David was a lot of fun to be with and I first met him on the rubbish dump in La Terminal. He tells me he is nearly 10 and has a layer of dirt over his skin from working there in the heat of the day. His shabby clothes and rotting trainers were covered in rubbish. David smiled and then began to question me about who I was, what I was doing, why I was doing it and what I thought about the people on the rubbish dump. It was not long before he started appearing at our mentoring centre, which wasn´t yet open as workmen were working around the clock to try and get it finished before Christmas that year.
David always had that inquisitive nature and was always full of questions about why things were the way they were. I liked that and could see in him a desire for learning and so helped get him into school and could see he would thrive in an academic environment. The ups and downs of his time in school are something we can leave to one side for now as I know he has huge potential but seems resigned for now with drugs, stealing and sleeping during the day.
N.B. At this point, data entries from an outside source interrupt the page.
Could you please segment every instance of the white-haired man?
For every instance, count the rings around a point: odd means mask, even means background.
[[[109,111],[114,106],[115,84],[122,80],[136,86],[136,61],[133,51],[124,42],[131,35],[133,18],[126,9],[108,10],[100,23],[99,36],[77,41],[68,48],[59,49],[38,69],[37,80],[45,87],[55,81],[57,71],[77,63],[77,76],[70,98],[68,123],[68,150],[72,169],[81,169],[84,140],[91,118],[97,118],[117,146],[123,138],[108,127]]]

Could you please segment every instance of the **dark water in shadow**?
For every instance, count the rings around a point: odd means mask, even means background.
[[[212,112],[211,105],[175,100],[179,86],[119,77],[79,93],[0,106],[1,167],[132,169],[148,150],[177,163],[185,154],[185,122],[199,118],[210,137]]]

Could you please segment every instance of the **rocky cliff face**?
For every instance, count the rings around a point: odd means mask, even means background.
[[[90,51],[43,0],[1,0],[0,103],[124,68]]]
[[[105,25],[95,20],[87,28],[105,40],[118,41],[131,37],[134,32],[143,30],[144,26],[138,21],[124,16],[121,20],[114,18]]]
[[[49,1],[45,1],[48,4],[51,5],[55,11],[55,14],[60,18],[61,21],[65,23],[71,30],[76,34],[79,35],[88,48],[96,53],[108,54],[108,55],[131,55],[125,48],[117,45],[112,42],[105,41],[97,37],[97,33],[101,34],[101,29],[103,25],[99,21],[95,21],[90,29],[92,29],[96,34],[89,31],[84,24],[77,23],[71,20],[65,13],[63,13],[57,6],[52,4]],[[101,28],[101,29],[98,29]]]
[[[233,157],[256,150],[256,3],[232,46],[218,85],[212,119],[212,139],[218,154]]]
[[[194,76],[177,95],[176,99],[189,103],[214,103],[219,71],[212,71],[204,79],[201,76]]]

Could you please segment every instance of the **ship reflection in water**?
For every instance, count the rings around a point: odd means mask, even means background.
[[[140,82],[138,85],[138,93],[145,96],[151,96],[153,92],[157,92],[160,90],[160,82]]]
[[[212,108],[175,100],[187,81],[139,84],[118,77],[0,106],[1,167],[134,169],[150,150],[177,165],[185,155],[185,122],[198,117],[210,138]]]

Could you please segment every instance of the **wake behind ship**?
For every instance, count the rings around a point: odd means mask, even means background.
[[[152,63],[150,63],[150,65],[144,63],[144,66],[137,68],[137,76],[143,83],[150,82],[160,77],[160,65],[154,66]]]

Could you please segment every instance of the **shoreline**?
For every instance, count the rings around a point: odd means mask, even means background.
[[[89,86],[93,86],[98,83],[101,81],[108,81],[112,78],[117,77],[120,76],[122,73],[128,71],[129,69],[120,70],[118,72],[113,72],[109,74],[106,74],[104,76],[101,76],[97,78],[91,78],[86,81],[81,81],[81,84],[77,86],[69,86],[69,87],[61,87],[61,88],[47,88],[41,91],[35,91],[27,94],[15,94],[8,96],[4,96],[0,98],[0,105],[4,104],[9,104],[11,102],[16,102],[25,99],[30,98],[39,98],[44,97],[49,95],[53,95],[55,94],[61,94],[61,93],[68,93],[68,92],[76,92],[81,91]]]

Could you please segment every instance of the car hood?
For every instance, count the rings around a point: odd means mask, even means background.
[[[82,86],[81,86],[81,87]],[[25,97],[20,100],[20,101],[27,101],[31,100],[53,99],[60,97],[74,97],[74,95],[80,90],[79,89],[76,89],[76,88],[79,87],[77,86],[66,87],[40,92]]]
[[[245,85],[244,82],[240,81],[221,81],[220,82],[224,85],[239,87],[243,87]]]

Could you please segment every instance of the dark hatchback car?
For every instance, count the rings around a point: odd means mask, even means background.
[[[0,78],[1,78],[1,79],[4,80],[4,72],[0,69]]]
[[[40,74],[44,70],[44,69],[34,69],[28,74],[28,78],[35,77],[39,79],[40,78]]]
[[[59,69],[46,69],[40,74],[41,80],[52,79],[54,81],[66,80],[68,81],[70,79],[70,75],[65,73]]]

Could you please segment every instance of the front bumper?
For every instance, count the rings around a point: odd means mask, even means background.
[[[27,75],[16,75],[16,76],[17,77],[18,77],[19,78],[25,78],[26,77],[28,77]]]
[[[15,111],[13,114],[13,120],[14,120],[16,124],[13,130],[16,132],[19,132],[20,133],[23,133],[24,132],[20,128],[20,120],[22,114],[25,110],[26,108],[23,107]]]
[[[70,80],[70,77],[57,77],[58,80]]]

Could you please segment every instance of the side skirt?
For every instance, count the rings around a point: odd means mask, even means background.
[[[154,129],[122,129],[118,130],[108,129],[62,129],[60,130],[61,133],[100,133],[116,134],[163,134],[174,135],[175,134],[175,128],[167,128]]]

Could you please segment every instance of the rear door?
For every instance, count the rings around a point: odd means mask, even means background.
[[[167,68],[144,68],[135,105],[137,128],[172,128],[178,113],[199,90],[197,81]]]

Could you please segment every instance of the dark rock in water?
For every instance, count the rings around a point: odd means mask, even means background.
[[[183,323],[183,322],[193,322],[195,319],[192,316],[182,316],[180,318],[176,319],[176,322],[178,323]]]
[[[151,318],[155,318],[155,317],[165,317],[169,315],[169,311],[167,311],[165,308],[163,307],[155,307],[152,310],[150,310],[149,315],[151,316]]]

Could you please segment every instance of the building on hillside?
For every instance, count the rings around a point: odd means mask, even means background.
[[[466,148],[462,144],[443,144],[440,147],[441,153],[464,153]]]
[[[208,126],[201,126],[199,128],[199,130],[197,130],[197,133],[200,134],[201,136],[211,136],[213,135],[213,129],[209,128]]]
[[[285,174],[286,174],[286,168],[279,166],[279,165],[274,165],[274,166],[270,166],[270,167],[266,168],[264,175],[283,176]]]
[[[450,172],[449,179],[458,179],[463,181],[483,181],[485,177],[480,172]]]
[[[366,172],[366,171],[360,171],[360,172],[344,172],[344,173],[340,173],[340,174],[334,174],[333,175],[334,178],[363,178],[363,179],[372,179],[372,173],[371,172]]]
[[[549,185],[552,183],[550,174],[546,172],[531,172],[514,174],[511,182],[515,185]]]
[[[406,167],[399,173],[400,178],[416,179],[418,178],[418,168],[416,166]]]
My message to him had been burning in my heart for many weeks and when I started to tell him what I had on my heart, tears began to stream down his face. He could see himself, as in a mirror, that the person he was now was not what he dreamed of when he was 10. I am now hoping he will work with us and go into a rehab centre as I know his potential is huge. It´s like I see him in an environment he was never meant to be. I feel so strongly he is destined for greater things and leave, after praying for him, and begin the climb back up the hill.
There was only one gun shot that rang out across the slum as I walked back up and then stopped at the top to take a photo. The sun was now setting but there was enough light for one photo and time to just look and think and appreciate what I have and then begin the long walk back home.
It´s not the safest place in the city and Sony, the SKDGuatemala Director, wrote to me later when I let him know I was home safely with the words “wow, that is a very dangerous place”.
The danger is never an issue, it´s the sadness that gets you. The hauntingly poignant image of that boy groaning as the drugs hit him will stick with me for a long time. I, at least, can go home to a place that is safe and I know that no one will break in during the night and where I won´t see children on the streets doing drugs or wandering around lost and without hope. I know the team here will do all they can to help David and I am hopeful that my parting words will have had an impact. There is still lots to do!